You have things the wrong way around. It's much easier than you think it is.
function getValues(collectionName, docName) {
return db.collection(collectionName).doc(docName).get().then(function (doc) {
if (doc.exists) return doc.data().text;
return Promise.reject("No such document");
}};
}
If a function returns a promise (like db.collection(...).doc(...).get()), return that promise. This is the "outer" return above.
In the promise handler (inside the .then() callback), return a value to indicate success, or a rejected promise to indicate an error. This is the "inner" return above. Instead of returning a rejected promise, you can also throw an error if you want to.
Now you have a promise-returning function. You can use it with .then() and .catch():
getValues('configuration','helpMessage')
.then(function (text) { console.log(text); })

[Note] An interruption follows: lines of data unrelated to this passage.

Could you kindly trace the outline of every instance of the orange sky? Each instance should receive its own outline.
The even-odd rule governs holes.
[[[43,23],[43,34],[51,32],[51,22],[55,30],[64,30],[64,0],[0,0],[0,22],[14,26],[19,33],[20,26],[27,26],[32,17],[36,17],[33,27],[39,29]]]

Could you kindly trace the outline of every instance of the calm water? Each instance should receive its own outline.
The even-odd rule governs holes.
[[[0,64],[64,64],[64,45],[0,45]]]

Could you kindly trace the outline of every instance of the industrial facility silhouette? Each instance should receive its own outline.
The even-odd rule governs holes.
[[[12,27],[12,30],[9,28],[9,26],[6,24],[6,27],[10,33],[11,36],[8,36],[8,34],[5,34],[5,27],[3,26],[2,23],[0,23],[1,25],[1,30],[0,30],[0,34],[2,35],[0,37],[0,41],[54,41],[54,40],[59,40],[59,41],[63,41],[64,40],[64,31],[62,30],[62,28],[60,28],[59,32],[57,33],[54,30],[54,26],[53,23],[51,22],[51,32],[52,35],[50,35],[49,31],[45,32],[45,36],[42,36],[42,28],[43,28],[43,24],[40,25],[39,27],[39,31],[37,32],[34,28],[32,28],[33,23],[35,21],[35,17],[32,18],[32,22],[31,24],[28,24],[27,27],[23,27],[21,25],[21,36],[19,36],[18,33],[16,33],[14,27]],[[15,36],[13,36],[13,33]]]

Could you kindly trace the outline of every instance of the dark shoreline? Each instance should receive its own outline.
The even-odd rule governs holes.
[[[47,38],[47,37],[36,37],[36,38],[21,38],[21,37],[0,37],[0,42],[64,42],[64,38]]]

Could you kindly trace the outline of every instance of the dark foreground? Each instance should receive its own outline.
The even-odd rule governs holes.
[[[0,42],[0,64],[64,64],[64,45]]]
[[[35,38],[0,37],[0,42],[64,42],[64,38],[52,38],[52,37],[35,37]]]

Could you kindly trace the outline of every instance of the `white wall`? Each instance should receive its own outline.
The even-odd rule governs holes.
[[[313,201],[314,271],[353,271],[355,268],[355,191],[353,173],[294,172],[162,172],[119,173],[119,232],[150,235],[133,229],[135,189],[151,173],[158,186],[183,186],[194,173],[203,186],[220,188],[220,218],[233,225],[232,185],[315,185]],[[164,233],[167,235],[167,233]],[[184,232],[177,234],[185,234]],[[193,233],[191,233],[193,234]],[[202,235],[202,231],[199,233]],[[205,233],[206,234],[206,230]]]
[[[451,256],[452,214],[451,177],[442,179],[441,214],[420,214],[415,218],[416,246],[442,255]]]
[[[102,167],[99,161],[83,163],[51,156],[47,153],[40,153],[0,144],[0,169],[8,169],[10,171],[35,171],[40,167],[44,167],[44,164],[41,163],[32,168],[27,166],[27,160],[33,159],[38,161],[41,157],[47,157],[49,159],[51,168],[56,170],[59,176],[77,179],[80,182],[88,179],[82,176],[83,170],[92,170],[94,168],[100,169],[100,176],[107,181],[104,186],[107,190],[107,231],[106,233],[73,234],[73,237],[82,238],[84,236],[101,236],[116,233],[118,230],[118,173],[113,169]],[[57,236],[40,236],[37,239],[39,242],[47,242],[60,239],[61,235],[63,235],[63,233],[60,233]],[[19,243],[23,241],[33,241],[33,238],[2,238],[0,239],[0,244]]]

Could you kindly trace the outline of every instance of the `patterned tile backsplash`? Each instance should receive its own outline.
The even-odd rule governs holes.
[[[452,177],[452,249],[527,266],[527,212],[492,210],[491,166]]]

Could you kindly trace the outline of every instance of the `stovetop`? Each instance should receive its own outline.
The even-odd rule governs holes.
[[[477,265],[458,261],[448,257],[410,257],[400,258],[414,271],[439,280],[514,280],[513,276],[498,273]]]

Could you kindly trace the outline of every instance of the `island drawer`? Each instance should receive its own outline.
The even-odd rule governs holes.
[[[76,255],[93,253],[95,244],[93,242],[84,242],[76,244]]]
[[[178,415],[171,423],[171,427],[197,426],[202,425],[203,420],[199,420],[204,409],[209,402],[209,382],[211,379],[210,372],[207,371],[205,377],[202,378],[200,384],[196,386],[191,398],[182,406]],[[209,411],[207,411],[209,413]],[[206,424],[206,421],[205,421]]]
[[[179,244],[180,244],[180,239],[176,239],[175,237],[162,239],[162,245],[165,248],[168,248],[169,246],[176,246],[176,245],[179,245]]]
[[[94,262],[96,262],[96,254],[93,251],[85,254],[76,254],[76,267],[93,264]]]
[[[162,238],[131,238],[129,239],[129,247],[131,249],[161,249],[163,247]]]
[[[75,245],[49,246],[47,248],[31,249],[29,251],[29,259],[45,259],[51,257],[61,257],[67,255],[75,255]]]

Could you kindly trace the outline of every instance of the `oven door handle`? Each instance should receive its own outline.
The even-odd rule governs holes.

.catch(function (err) { console.log("ERROR:" err); });
or await it inside an async function in a try/catch block, if you like that better:
async function doSomething() {
try {
let text = await getValues('configuration','helpMessage');
console.log(text);
} catch {
console.log("ERROR:" err);
}
}
If you want to use async/await with your getValues() function, you can:
async function getValues(collectionName, docName) {
let doc = await db.collection(collectionName).doc(docName).get();
if (doc.exists) return doc.data().text;
throw new Error("No such document");
}
Since getValues function returns a promise, you need to await getValues function while calling it.
Change getValues like so -
function getValues(collectionName, docName,) {
console.log("start")
var result;
return db.collection(collectionName).doc(docName).get()
.then(function (doc) {
if (doc.exists) {
console.log("Document data:", doc.data());
result = doc.data().text;
console.log(result);
return result;
} else {
// doc.data() will be undefined in this case
console.log("No such document!");
result = "No such document!";
return result;
}
}).catch (function (err) {
console.log('Error getting documents', err);
});
};
Then use getValues like so -
helpMessage = await getValues('configuration','helpMessage');
Explanation -
async, await are just syntactic sugar for Promises. async functions return a promise (or AsyncFunction more accurately) which needs to be resolved to use its enclosed value.
See https://developer.mozilla.org/en-US/docs/Web/JavaScript/Reference/Statements/async_function
Finally managed to get it working. Thanks for the input Tomalak!
getValues(help.collectionName, help.docName)
.then((text) => {
console.log(text);
help.message = text;
})
.catch((err) => { console.log("Error: ", err); });
function getValues(collectionName, docName) {
return db.collection(collectionName).doc(docName).get().then((doc) => {
if (doc.exists) {
return doc.data().text;
}
else {
return Promise.reject("No such document");
}});
}
bot.help((ctx) => ctx.reply(help.message));
Unfortunately, I can not pin-point the exact reason this worked. Some little fixes (missed comma in the console.log) and formatting definitely helped me understanding the structure though. Hope someone else finds this useful, when starting to play around with node and firebase.